As described above, you simply make the same adjustment to both sides, or you can tighten both down, and then back off equally. I've just never had this problem, working my way through the options ... 535 (1994-1995), 757 (1996-1998), and 959 now... not to mention ALWAYS having dual sided SPDs on the atb. In between, I had the 6600 (Ultegra) single sided, but wasn't willing to go to the SPD-R when I wore those out.
questions for you...dustin73
Jun 5, 2002 11:27 AM
at the beginning of the ride, does it feel easy to unclip, then as the ride progresses, it gets harder and harder? have you tried uncliping by twisting inward?

same thing happens to me, with my Ultegras, on the left side, which is the foot i unclip with. i don't know what the deal is, but it sucks. the only time i've ever fallen while stopped was 'cause i couldn't get unclipped.

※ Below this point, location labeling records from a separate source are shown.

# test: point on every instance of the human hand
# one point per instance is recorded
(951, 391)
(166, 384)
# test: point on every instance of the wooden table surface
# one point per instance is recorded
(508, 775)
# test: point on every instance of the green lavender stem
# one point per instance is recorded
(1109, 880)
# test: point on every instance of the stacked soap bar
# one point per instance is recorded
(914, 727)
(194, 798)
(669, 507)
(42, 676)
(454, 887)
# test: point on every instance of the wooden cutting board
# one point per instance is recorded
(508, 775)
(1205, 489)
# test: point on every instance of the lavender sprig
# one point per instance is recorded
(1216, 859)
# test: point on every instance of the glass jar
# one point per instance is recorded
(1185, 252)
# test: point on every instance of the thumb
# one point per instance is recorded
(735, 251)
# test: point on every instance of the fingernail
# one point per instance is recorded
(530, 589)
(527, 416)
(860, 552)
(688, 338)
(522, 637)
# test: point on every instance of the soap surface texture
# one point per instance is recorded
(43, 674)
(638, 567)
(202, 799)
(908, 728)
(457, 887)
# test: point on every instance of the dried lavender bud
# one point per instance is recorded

i know it's not really a fix, but try unclipping by rotating your foot inward. it'll be a temporary fix till you can really dx the problem.

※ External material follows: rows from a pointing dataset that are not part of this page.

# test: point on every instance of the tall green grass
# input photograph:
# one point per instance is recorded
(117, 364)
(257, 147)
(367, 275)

as soon as the Egg Beater road cleats come out, i'm gonna switch to those.
My take on this...PODIUMBOUNDdotCA
Jun 5, 2002 11:49 AM
In all honesty knowing how I've overtightened my pedals since I'm a track rider and don't need to eject from my pedals as I'm flying down the banking at 60 km/h I overtighten them. And because of it I have to whack my heels out so when I use them on the road I'd been known to tip over. So I think you probably did the same thing and it was magnified by you panicking to get out. I hope your knee gets better and I wish you the best of luck in your recovery.

Cheers,
Nick Corcoran
PodiumBound.ca
re: Stuck cleat, twisted kneeRode Warrior
Jun 5, 2002 12:41 PM
I had a similar problem, and fixed it by loosening the cleat as was previously suggested. I also had a problem with the cleat on my shoe loosening, but it doesn't sound like this is your problem. I would first loosen the tension on the pedals as much as possible, then tighten it until you don't unclip accidentally. I hope this helps.

Steve
re: Stuck cleat, twisted kneebob_vanderhaus
Jun 5, 2002 1:38 PM
The tension release is not the issue on these pedals, I messed with it on 2 sets of pedals and could never get a predictable release. Shimano KNOWS there is problems with these pedals which is the reason they are working on a redesign. Why else would they work on an overhaul so soon after these pedals were put on the market? The 535 and 747 MT bike pedals were on the market for years before they changed the design.
"SPD-R pedal problems -correction method REVEALED!"Crankist
Jun 5, 2002 3:35 PM
From an earlier post:

"Posted by: Crankist Mar-11-02, 07:57 PM


Send no money now. And no, this is not a "load 'em up with grease" solution.
First I want to state that nobody SHOULD have to do anything to make costly product work. But throwing them out isn't any better.
Anyway, after 600-800 miles my Ultegras began that unclip-to-the-inside-only phenomenon - unsafe at any speed IMO.
I took a dremel tool mounted with a 3/8" cylinder stone of approx. 100 grit and re-worked the pedal rear mating surface to a better flatness and straightness condition, removing ALL the buildup and scarring. Next in the Dremel a 1" dia. X 1/8" cotton wheel loaded with rouge for polishing which took a little time but looked great...but did not correct the problem. What has worked (this took me several efforts and some headscratching and careful comparison with a pedal that DID work) was to re-grind that surface (the one which leads to the outside)with a slight bevel (about 5 deg.) so that the engagement profile is slightly wider at the top of the pedal. Then re-polish. Voila! No grease necessary and no pedals loitering at the bottom of the trash can where they really do belong. SPD-R owners will understand. Apparently Shimano does not.
Mike"
This was written before the new teflon or flouride coated version came out.
newbie: pedal questionnn23
Jun 5, 2002 5:10 PM
So basically SPD is OK but SPD-R is not ?

I have some cheapo two sided SPD pedals on my bike but dont know if they are SPD-R or SPD how do I check? I wear Answer ATB shoes.

These are my first pair of pedals and it never occured to me that the occasional unclipping of the cleat at the start of a sprint could just as well be the pedals fault.
newbie: pedal questionCrankist
Jun 5, 2002 5:37 PM
SPD-Rs are single-side entry only. Yours are almost certainly SPDs.